Indonesia’s fishery and coal commodities have been included in highly undertaxed sectors where the gross domestic product (GDP) contribution is far more significant than its tax contribution.
ndonesia has been losing about Rp 7.3 trillion (US$480 million) annually over the last decade through illicit financial flows (IFF), such as tax evasion and theft within the coal and fishery sectors. The sum was more than what the country received in development aid, as the latest Prakarsa study has shown.
The estimate in the IFF on Fishery and Coal Trade 100-page report is the most comprehensive for Indonesia’s two misinvoicing commodities. Using the Gross Export Reversal method, it compares the recorded trade value by Indonesia with all the partner countries in the fishery and coal sectors during the last 10 years.
The losses also stemmed from underreporting and cost and profit shifting to tax havens. In this case, most companies act as traders who live in countries with more efficient tax rates and even tax havens.

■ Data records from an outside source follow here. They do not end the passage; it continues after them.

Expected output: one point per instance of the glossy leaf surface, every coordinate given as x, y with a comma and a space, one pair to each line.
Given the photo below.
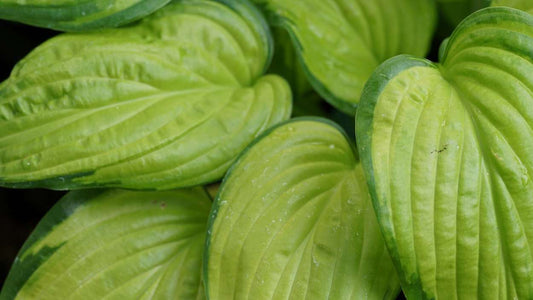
77, 15
167, 103
285, 62
293, 220
341, 42
524, 5
114, 244
447, 151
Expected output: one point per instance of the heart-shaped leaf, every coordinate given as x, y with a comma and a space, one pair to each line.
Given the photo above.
341, 42
167, 103
76, 15
446, 149
114, 244
293, 220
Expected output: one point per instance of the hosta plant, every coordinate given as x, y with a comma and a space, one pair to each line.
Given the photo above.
77, 15
340, 43
293, 220
446, 149
167, 103
437, 198
115, 244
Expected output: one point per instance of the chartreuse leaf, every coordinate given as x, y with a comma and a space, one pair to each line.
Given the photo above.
525, 5
77, 15
341, 42
114, 244
167, 103
293, 220
454, 11
285, 62
446, 149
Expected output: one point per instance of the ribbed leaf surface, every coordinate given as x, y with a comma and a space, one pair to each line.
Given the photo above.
341, 42
293, 220
77, 15
114, 244
167, 103
447, 151
525, 5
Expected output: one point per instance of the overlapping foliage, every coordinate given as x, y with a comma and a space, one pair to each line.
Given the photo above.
437, 198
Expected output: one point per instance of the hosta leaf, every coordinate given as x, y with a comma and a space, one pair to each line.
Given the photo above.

The report notes Indonesia's illicit value of $14.5 billion per year for only these two commodities and calls Indonesia a “benefactor of natural resources to the world,” echoing economists' observations that an actively developing Indonesia is one of the highest natural resources net capital exporters because of this trend.
The report also shows the export value of coal briquette commodities accounts for nearly three-quarters of the total annual figure. For example, it shows one sub-commodity, bituminous coal, for 49 percent of total under invoicing exports worth $13,2 billion in 2021.
On these IFF issues, several financial motives commonly make it happen. Still, the numbers came mostly from underreporting, tax avoidance under profit shifting to tax havens.
Understating a commodity's actual value and countries’ trade partners will help the government minimize money leakage gaps and identify state revenue maximization through concealed trade profits abroad, depriving developing countries of foreign exchange and eroding their tax base.